The Mashpee Public Library’s collection of DVDs is disappearing from the shelves, but many of them are not being checked out. They’re being stolen.
“They’re actually taking the DVDs out of their cases and putting the case back,” library director Kathleen M. Mahoney said at a library board of trustees meeting on Tuesday, June 10.
The DVDs being stolen are mainly popular TV series, she said. Specifically, staff noted a stack of five seasons of “True Blood,” about eight or nine discs, missing in only a couple of days.
But the library is watching, Ms. Mahoney added, and has notified the Mashpee police. Trustees came to the consensus that the director should pursue all security options, and minimally, have a sign installed that indicates the area is monitored.
Although Ms. Mahoney felt that a sign will appear somewhat unwelcoming, she and the board agreed that it was necessary.
“That’s the world we live in, unfortunately,” trustee Chip Bishop said.

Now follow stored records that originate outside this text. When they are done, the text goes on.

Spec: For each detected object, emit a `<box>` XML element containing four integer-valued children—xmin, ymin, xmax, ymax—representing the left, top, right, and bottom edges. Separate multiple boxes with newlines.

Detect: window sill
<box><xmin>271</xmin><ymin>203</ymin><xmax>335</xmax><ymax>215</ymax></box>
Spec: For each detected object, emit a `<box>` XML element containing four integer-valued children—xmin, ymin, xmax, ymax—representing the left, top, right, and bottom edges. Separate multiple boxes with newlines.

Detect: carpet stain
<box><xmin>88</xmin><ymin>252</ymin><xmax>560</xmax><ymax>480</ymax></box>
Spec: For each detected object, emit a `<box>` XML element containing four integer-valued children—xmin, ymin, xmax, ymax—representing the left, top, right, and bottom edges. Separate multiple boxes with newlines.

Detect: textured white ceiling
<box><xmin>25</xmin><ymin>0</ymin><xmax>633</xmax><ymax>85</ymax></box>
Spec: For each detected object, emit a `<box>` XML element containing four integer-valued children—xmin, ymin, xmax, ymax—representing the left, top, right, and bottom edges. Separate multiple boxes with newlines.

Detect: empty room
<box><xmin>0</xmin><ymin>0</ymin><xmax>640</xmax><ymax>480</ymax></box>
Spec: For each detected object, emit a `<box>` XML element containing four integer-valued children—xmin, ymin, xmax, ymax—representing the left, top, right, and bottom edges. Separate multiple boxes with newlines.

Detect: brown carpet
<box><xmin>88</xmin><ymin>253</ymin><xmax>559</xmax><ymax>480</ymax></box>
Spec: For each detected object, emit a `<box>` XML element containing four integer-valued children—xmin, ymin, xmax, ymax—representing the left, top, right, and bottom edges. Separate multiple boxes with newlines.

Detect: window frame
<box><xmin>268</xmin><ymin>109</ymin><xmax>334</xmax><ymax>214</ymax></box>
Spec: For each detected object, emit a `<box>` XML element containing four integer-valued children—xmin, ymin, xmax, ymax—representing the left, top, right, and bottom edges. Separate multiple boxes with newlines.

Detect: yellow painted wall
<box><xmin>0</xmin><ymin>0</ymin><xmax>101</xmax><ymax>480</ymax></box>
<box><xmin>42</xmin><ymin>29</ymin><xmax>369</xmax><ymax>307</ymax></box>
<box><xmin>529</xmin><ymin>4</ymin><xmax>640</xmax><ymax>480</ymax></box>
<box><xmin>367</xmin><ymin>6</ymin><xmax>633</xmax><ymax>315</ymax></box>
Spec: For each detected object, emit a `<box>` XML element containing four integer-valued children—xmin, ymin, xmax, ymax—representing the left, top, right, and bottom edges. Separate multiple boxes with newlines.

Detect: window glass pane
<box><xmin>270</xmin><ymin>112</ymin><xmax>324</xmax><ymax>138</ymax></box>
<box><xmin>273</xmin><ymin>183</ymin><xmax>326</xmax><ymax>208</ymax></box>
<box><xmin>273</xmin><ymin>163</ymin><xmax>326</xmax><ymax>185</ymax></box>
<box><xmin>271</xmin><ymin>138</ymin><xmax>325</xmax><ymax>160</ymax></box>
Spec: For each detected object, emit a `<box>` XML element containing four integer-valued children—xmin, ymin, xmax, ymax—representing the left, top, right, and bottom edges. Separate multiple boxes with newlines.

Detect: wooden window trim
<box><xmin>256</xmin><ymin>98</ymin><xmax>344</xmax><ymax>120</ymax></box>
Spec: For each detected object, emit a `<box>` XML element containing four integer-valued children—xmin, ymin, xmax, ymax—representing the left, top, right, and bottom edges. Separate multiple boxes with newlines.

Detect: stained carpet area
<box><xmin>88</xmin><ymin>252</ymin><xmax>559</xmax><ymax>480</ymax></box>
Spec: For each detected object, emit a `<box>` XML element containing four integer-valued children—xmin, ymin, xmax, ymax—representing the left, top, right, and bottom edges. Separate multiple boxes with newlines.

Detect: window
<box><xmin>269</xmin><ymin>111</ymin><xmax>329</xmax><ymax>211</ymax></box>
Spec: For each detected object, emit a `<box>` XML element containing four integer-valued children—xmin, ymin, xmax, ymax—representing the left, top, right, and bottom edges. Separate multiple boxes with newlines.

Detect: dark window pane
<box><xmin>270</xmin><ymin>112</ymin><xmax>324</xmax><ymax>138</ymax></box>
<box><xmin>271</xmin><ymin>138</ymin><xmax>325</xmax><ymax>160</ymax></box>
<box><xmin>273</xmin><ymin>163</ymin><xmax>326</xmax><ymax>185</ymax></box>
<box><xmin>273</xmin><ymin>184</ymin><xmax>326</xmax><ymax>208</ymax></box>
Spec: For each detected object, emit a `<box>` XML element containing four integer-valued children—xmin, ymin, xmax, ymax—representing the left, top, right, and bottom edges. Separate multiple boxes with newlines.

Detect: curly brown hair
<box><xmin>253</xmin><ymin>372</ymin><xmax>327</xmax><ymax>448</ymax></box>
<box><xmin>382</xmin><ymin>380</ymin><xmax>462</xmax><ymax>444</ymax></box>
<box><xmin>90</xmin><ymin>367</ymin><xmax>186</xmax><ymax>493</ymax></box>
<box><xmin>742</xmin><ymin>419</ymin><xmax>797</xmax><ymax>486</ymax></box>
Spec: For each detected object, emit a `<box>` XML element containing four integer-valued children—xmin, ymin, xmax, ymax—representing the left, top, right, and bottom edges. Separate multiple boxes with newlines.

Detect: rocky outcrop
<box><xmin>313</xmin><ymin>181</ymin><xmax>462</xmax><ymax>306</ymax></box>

The director said that thieves may be taking DVDs into the bathroom and then concealing them before they leave the building, which might be beyond the range of the cameras in place.
To respond to the issue, library staff is considering installing additional cameras, monitoring videos more frequently, and possibly relocating DVDs behind the circulation desk.
The board also reevaluated the library’s meeting room policy, due to feedback that various town groups would like to use the meeting rooms outside of the library’s regular hours.
The Mashpee Democratic Town Committee, which already meets regularly in the meeting rooms during library hours, also requested that the policy be adjusted to allow political activity in the building.
Patricia A. Gamache, who was reelected as chairman earlier in the meeting, said that they could consider the option of utilizing town monitors for after-hours use of the library. The monitors have recently become available to monitor public buildings, she said, but the library would have to pay for them.
“Now that that avenue opened up, I agree with Pat that it makes sense to use the monitors and make people happy,” trustee John L. Kowalski said.
The group voted unanimously that if they decide to proceed with after-hour library use—depending on monitor costs—they will charge a fee for after-hours users to cover custodial and monitor costs.
Questions were also raised about the definition of political activity.
While Mr. Bishop said that he saw no issue with allowing civic groups to use meeting rooms for informational purposes, other trustees questioned whether there was any way to prevent groups from conducting “political activity” that is prohibited in the library, such as rallies and campaigning.
Ms. Gamache said that it might be easier to no longer allow any political groups to meet in the building, but the trustees came to no conclusion on the matter. They decided to discuss the situation with the town counsel before making any decisions.